Propos recueillis par Max-Erwann Gastineau / Illustrations de Bertille Mennesson 

Vous écrivez depuis de nombreuses années sur l’histoire des intellectuels. Comment les définir ?

Le mot intellectuel désigne deux choses différentes. Au sens large du terme, c’est une couche sociale en expansion. Dans un article paru à la fin du XIXème siècle sur les professions intellectuelles, Karl Kautski explique que le capitalisme a opéré une division des tâches, entre d’un côté ceux qui exercent les fonctions d’invention, de conception, et de l’autre ceux qui exercent des fonctions manuelles, d’exécution. Ce qu’observe très justement Kautski, c’est l’expansion d’un groupe, petit au départ et qui au fur et à mesure du développement industriel s’est accru. Il ne faut jamais oublier ça, car lorsqu’on parle des intellectuels comme d’un petit groupe au sein duquel le nombre n’importe pas – où ce serait plutôt la qualité de chacun qui compte ; la personnalité, l’individualité -, c’est à l’intérieur d’un champ beaucoup plus large.

En France, à la fin du XIXème siècle, on compte plusieurs centaines de milliers d’ « intellectuels » ( dans la définition large de Kautski), c’est-à-dire de personnes ne travaillant pas de leurs mains, occupant des fonctions symboliques, dans l’enseignement, le journalisme, l’édition mais aussi la recherche, l’industrie, la distribution.

Au sens qu’a pris le mot « intellectuel » aujourd’hui, celui d’une petite somme d’individualités qui s’affirment en surplomb de la société, pour discourir et nourrir le rapport de leurs contemporains au monde, on s’accorde en général pour dire qu’il a été lui aussi inventé à la fin du XIXème siècle, et plus précisément en 1898, à partir du Manifeste des intellectuels en faveur de la révision du procès du Capitaine Dreyfus. Or il est employé bien avant ! Saint-Simon l’utilise dans un texte de 1821 pour développer l’idée d’une alliance organique entre ceux qu’il appelle les « industriels » (ou « industrieux ») et les « intellectuels »…

Pour lui, l’intellectuel est consubstantiel à la société nouvelle (moderne, industrielle) et donc fondamentalement distinct des classes dirigeantes  anciennes pour lesquelles il a, sinon du mépris, du moins de la condescendance.
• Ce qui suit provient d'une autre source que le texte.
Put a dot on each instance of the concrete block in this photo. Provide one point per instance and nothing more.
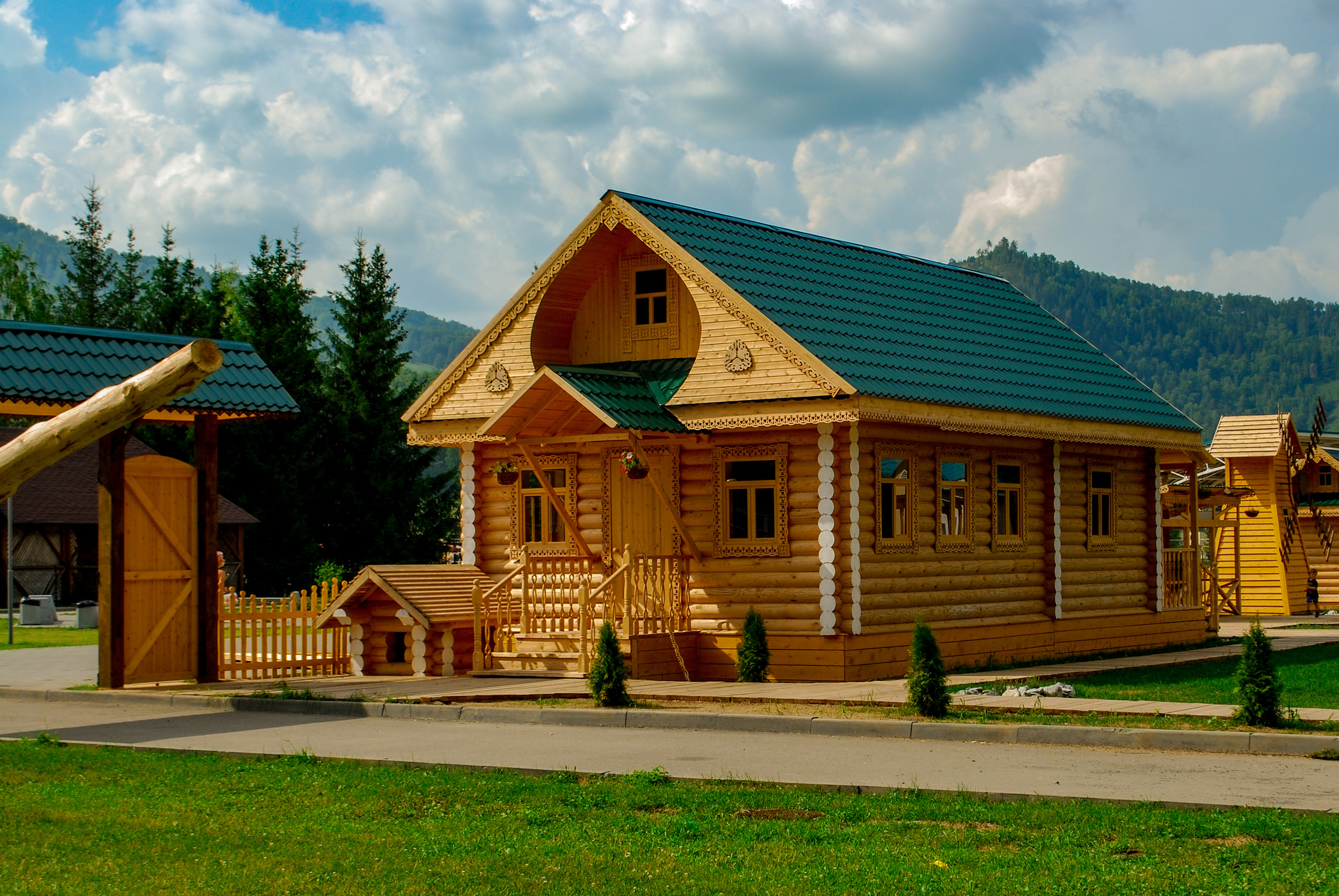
(1293, 744)
(505, 714)
(964, 731)
(671, 720)
(1204, 741)
(861, 727)
(1072, 736)
(592, 717)
(774, 723)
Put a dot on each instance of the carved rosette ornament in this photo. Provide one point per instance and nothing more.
(498, 379)
(738, 358)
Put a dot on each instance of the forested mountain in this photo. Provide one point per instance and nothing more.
(1210, 356)
(433, 340)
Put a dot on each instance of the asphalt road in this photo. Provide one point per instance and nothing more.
(1013, 769)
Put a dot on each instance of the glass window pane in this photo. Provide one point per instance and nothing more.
(651, 280)
(738, 500)
(765, 513)
(750, 471)
(953, 472)
(894, 468)
(532, 516)
(885, 510)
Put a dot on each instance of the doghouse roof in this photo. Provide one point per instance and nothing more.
(432, 593)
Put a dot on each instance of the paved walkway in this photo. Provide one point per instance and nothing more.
(998, 769)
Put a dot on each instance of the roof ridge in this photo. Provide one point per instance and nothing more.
(804, 235)
(102, 333)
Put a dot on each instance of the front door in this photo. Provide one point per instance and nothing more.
(636, 516)
(161, 557)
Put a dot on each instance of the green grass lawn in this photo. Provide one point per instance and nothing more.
(34, 637)
(99, 820)
(1308, 675)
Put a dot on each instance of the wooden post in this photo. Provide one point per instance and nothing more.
(477, 596)
(207, 565)
(112, 560)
Un parti réunissant les « industriels » et les « intellectuels » … Saint-Simon a donc inventé le parti des élites, le « gouvernement des meilleurs » ?

Au meilleur sens du terme, la technocratie, c’est à dire le gouvernement par les plus compétents, et non plus les mieux- nés ! J’ajoute que pour lui, les ouvriers, les cadres, les techniciens font partie de ceux qu’il appelle « les industriels ».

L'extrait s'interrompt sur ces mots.